それではさっそく、「マンション管理士試験」で出題された過去問にチャレンジしてみよう。
令和4年度 マンション管理士試験 〔問42〕
〔問 42〕 マンションのバリアフリーに関する次の記述のうち、適切でないものはどれか。
1 高齢者、障害者等の移動等の円滑化の促進に関する法律(平成18 年法律第91 号)における建築物特定施設には、敷地内の通路や駐車場が含まれる。
2 高齢者が住むことが想定される住戸とエレベーターホールをつなぐ共用廊下は、仕上材を滑りにくい材料とし、段差のないつくりとした。
3 階段の代わりに設けた傾斜路の両側に、手が置きやすいように床面から85 cm の位置に手すりを設けた。
4 建築物移動等円滑化基準に、不特定かつ多数の者が利用し、又は主として高齢者、障害者等が利用する階段は、踊場を含めて手すりを設けることが定められている。
令和4年度 マンション管理士試験
それでは、各肢を検討していこう。
なお、問題は、令和4年4月1日現在施行されている法令等により出題されているが、正解及び解説は令和5年4月1日現在施行されている法令等に基づいて執筆する。
本稿では、「高齢者、障害者等の移動等の円滑化の促進に関する法律 (平成十八年法律第九十一号)」をバリアフリー法という。
1 正しい。
建築物特定施設とは、出入口、廊下、階段、エレベーター、便所、敷地内の通路、駐車場その他の建築物又はその敷地に設けられる施設で政令で定めるものをいう。(バリアフリー法2条20号)
2 正しい。
不特定かつ多数の者が利用し、又は主として高齢者、障害者等が利用する廊下等は、その表面は、粗面とし、又は滑りにくい材料で仕上げなければならない。(バリアフリー法施行令11条1号)
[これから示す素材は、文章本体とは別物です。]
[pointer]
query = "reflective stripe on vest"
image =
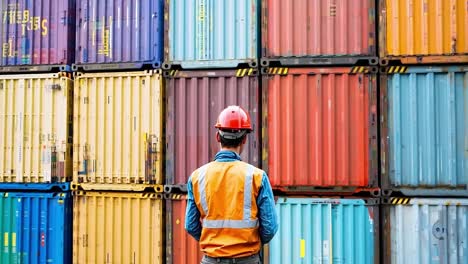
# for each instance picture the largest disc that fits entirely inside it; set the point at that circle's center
(246, 222)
共用廊下の床は、段差のない構造としなければならない。(令和4年国土交通省告示第1108号)
3 正しい。
不特定かつ多数の者が利用し、又は主として高齢者、障害者等が利用する傾斜路(階段に代わり、又はこれに併設するものに限る。)は、勾配が12分の1を超え、又は高さが16センチメートルを超える傾斜がある部分には、手すりを設ける必要がある。(バリアフリー法施行令13条1号)
手すりの上端の高さ(通路、階段)は以下の通りとする。
通路(廊下、傾斜路)
・1本の場合、高さ=75~85㎝程度
・2本の場合、 高さ=75~85㎝程度
高さ、=60~65㎝程度
(高齢者、障害者等の円滑な移動等に配慮した建築設計標準2.14A.手すり)
4 誤り。
不特定かつ多数の者が利用し、又は主として高齢者、障害者等が利用する階段は、踊場を除き、手すりを設けること。